US 12,147,537 B2
Automated identification of malware families based on shared evidences
Yu-Siang Chen, Minxiong Township (TW); Ci-Hao Wu, Taipei (TW); Ying-Chen Yu, Taipei (TW); Pao-Chuan Liao, Taipei (TW); and June-Ray Lin, Taipei (TW)
Assigned to Business Machines Corporation, Armonk, NY (US)
Filed by International Business Machines Corporation, Armonk, NY (US)
Filed on Dec. 12, 2023, as Appl.

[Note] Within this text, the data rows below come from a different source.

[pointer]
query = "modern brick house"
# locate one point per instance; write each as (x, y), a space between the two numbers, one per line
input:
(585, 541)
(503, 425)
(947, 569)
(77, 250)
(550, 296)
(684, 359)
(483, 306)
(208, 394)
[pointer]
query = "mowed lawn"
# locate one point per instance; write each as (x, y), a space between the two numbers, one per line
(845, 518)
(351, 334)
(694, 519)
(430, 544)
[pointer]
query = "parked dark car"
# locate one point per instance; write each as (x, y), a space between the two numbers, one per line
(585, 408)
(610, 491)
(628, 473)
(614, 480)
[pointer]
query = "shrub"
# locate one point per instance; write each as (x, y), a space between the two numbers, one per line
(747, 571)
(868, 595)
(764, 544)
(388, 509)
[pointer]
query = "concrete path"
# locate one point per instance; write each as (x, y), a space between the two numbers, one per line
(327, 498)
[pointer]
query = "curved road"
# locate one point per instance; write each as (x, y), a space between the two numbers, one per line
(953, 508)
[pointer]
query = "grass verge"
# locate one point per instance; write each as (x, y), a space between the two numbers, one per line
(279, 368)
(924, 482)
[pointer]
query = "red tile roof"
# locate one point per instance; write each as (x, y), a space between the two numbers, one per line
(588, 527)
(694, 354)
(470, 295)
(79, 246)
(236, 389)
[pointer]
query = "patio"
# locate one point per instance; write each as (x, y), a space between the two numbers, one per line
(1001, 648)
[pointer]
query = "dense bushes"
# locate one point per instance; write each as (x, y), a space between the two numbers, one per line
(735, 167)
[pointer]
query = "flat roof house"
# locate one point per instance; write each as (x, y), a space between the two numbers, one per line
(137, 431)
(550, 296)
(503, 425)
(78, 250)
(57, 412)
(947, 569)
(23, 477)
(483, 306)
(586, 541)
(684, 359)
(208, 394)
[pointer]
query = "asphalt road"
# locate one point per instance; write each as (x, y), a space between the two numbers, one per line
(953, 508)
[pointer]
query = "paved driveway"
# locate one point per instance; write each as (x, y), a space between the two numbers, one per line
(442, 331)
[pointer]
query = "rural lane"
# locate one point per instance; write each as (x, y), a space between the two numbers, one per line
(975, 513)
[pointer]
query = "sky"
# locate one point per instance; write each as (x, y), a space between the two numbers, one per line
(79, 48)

No. 18/536,736.
Application 18/536,736 is a continuation of application No. 17/489,725, filed on Sep. 29, 2021, granted, now 11,899,791.
Prior Publication US 2024/0176880 A1, May 30, 2024
This patent is subject to a terminal disclaimer.
Int. Cl. G06F 21/00 (2013.01); G06F 21/56 (2013.01); G06N 5/02 (2023.01); G06N 5/04 (2023.01)
CPC G06F 21/561 (2013.01) [G06F 21/568 (2013.01); G06N 5/02 (2013.01); G06N 5/04 (2013.01)] 20 Claims
OG exemplary drawing
 
1. A computer implemented method, comprising:
constructing a graph data structure comprising detected tag nodes and malware family nodes, and comprising indirect relationships between detected tags and malware families, wherein each detected tag node has one or more outgoing links (OGLs) to malware family nodes;
building a dictionary data structure comprising detected tag entries linking each detected tag to one or more malware family nodes based on the graph data structure;
identifying significant indirect entities (SIEs) within the detected tag entries of the dictionary data structure;
selecting a first SIE, of a plurality of SIEs, as a root node in a family tree data structure;
recursively connecting other SIEs, of the plurality of SIEs, to the root node in the family tree data structure based on OGLs of the SIEs in the plurality of SIEs; and
generating an identifier of the family tree data structure based on SIE identifiers for the SIEs.